A good day yesterday at the autumn meeting of the Fritillaria Group. This is a genus so fascinating to the plants-person for its wide diversity in form and habitat, and often beauty and subtle elegance, that it draws you in even if many are not so easy to grow. Christopher Grey-Wilson spoke on the great variety of species he has encountered in extensive botanical travelling around the world and Bob Wallis on 'The Yellow Bells of SW Turkey' where there is a high level of endemism on isolated mountains close to the Mediterranean. Pretty specialised for those less experienced and knowledgeable about the genus such as myself, but still fascinating for the ecology of these places and many of the more familiar plants that grow along with the fritillaries. Where else too would you find really well grown rarer bulbs and plants such as Paeonia clusii, Iris stolonifera, Allium schubertii, and the new hybrids (from crosses with related species) of Fritillaria imperialis available for sale? (these from Norman Stevens and Jacques Amand).
I didn't take a camera to this meeting but here is my take on the spring meeting in 2015 when many flowering plants were on show and Martyn Rix, amongst others, spoke on the genus: http://www.alpinegardensociety.net/diaries/Kent/+April+/662/
Interesting too was Paul Cumbleton's introduction to the Fritillaria Group website: www.fritillaria.org.uk
which includes a Forum similar to the SRGC Forum and gives a great opportunity to share experiences in cultivating the genus. Gillian said to me that the talks were very much over her head, and in many ways they were for me too even though I have read about and seen examples of many fritillarias. We don't grow a great number of bulbs and they are a subject in themselves. None the less the great appeal of the Group is as much for the friendly atmosphere and the really knowledgeable and gifted plants-people who belong to it, and the way these plants are valued and understood, just as we find for many other plants. Whether we will grow many choice fritillarias in the future is a moot point but it is an extremely fascinating genus for the reasons I give above, and I am sure we will try more in the garden with a better idea of where they may prosper.

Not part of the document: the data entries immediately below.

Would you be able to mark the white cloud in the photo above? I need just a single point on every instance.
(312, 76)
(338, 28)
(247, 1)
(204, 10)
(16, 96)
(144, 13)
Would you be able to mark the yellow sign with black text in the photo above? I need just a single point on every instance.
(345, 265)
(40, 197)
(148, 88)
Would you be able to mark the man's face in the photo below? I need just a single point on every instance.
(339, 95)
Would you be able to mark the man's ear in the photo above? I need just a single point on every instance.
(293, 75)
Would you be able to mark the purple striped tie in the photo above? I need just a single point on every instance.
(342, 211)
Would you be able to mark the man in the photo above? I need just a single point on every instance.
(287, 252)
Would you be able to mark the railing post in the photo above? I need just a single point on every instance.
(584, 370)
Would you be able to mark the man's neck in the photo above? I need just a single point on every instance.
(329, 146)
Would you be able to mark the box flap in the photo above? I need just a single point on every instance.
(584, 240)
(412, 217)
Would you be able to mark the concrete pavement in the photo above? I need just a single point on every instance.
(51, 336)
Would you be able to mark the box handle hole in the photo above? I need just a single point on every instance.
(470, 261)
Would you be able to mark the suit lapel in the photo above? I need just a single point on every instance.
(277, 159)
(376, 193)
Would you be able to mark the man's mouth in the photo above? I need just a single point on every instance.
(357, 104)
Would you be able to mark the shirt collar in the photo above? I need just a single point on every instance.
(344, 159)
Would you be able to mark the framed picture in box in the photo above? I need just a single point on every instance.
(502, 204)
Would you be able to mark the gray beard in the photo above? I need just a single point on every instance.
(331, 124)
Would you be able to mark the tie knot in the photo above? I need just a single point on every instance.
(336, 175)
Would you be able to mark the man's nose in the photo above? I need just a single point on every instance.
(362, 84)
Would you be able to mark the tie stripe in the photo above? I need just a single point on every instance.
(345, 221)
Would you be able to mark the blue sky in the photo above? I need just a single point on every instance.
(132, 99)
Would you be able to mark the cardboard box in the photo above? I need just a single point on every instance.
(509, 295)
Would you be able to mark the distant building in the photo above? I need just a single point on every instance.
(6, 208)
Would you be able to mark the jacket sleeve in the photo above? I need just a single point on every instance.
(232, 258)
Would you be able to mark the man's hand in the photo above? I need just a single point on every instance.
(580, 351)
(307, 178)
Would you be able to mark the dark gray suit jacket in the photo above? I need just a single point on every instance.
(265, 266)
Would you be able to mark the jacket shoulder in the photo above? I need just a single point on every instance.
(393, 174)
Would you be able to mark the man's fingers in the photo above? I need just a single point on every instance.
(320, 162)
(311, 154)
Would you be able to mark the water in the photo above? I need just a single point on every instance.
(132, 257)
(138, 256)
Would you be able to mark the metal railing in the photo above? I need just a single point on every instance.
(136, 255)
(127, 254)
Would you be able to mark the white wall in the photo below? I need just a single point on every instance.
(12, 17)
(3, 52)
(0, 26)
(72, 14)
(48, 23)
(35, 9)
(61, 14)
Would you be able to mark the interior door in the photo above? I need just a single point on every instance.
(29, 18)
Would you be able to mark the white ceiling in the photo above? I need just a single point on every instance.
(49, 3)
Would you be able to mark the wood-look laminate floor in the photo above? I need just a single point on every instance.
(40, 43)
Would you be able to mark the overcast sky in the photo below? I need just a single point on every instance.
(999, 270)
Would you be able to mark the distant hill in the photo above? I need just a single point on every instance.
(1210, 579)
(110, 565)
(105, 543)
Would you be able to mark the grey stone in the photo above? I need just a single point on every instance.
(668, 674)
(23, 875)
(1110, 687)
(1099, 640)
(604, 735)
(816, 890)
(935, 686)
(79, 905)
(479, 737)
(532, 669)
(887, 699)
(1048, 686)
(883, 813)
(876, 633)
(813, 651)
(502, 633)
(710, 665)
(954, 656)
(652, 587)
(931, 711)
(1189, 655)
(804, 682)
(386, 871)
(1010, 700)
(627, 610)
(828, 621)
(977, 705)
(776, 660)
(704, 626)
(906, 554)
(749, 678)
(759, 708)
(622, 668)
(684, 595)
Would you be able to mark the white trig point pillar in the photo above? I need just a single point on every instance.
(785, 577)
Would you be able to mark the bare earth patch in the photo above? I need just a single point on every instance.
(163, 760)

Perhaps most interesting of all was talking to Laurence Hill whose detailed studies of the genus Fritillaria on his website:www.fritillariaicones.com
are extraordinarily comprehensive and beautifully presented, showing the wide variation within individual species - which is often not apparent to most gardeners who have not seen plants in Nature - and details of their life cycles and morphology. For the botanist, plants-person, and especially nurseryman or anyone who grows and propagates plants from seed extensively, his work has a strong resonance.